September 11, 2020 Blog, History, Technology, Texas, Vision and Style Comments (0) 725

For the last five years, the Conservation Society had advocated for the preservation of the Crockett and Woolworth Buildings and their re-use as the new Alamo museum. Without every saying so, the Alamo has favored a new building, partly because they want to reveal where part of the western wall was, which I discussed at length last month here. I ended that blog noting that the Woolworth Building was to be a museum of airplanes a little over 20 years ago.

And why not?

The San Antonio Museum of Art, the Briscoe and almost every other museum in San Antonio is in a historic building. Some, like the McNay and the Witte, have new additions, which is what we proposed for the Woolworth and Crockett.

How are world class museums made? Perhaps you recognize some of these.

The Louvre
The Uffizzi, Florence. The name literally describes what the building used to be.
Another world class museum in Paris. In a former train station.

You can throw in the Prado, the Alhambra and the Hermitage as well. Locally, we have….

San Antonio Museum of Art
McNay Museum

The Alamo museum intends to focus its interpretation on the famed 1836 battle. So, their illustrations have lots of cannons, which, while smaller than airplanes, do need a little space.

Like this one they added last year. The carriage color was meant to show the patina after being out in the sun for a couple years.

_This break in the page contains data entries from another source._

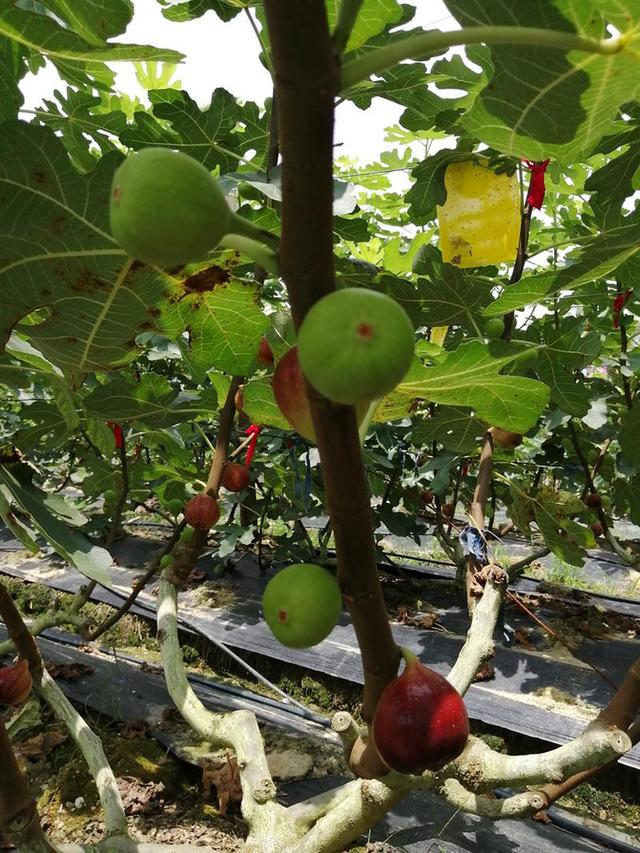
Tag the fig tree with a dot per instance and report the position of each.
(420, 721)
(355, 344)
(202, 512)
(166, 208)
(291, 395)
(235, 477)
(302, 604)
(15, 683)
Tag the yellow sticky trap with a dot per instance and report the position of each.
(480, 220)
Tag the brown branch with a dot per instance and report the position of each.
(139, 585)
(117, 515)
(20, 634)
(518, 267)
(307, 77)
(19, 819)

They then displayed it out in the sun.

Some of the unpublished museum images show the cannons safely indoors and many of the outdoors one will be replicas. In the absence of imagery, perhaps the museum will look like this?

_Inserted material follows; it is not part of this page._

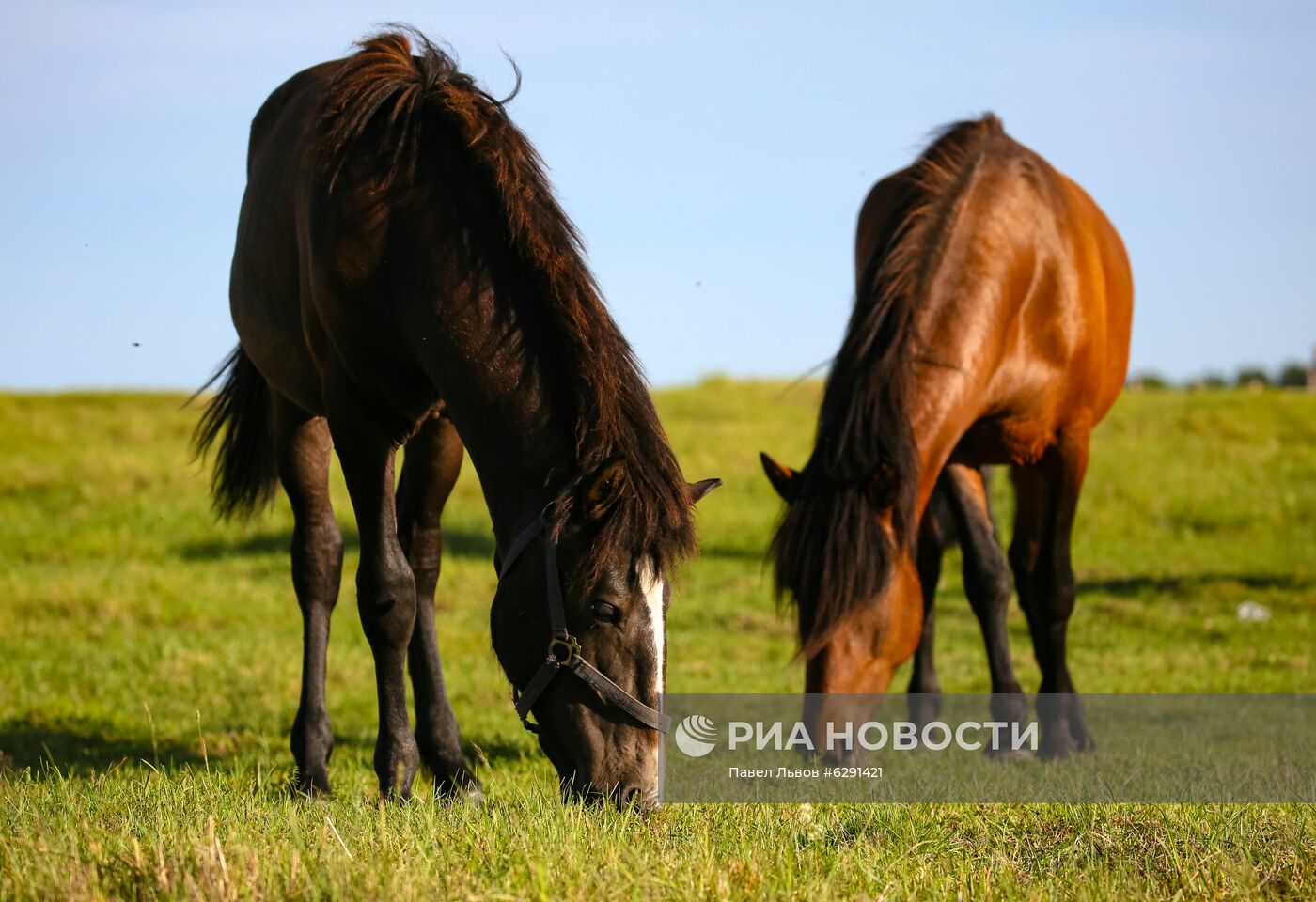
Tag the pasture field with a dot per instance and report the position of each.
(149, 671)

Hmm. What does the outside of this museum look like?

Oh! It’s a historic building! How about this display replete with conquistador astride a horse:

What does this museum look like on the outside?

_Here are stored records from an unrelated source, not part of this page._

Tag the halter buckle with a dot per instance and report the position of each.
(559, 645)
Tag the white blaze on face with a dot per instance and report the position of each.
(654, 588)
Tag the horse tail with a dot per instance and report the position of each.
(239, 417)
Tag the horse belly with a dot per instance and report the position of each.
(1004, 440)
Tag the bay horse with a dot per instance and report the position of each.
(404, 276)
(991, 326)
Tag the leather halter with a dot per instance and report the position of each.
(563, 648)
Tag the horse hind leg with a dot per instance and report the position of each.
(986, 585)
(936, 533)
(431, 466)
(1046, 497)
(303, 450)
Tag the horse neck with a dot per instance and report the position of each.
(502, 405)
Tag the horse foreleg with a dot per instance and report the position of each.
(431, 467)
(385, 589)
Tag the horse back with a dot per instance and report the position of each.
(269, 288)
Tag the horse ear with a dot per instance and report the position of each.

Kinda looks a lot like the Woolworth Building. Except in both of these cases the column spacing is not as flexible as the Woolworth Building.

Don’t get me started on the City Museum in St. Louis, proof you can do absolutely anything with an historic commercial loft building. It has airplanes and multistory chutes and ladders.

The Alamo is warning that it is do or die time for the Alamo Reimagined Plan. The next hurdle? Texas Historical Commission will decide whether the 1940 Cenotaph can be moved a few hundred feet to the south.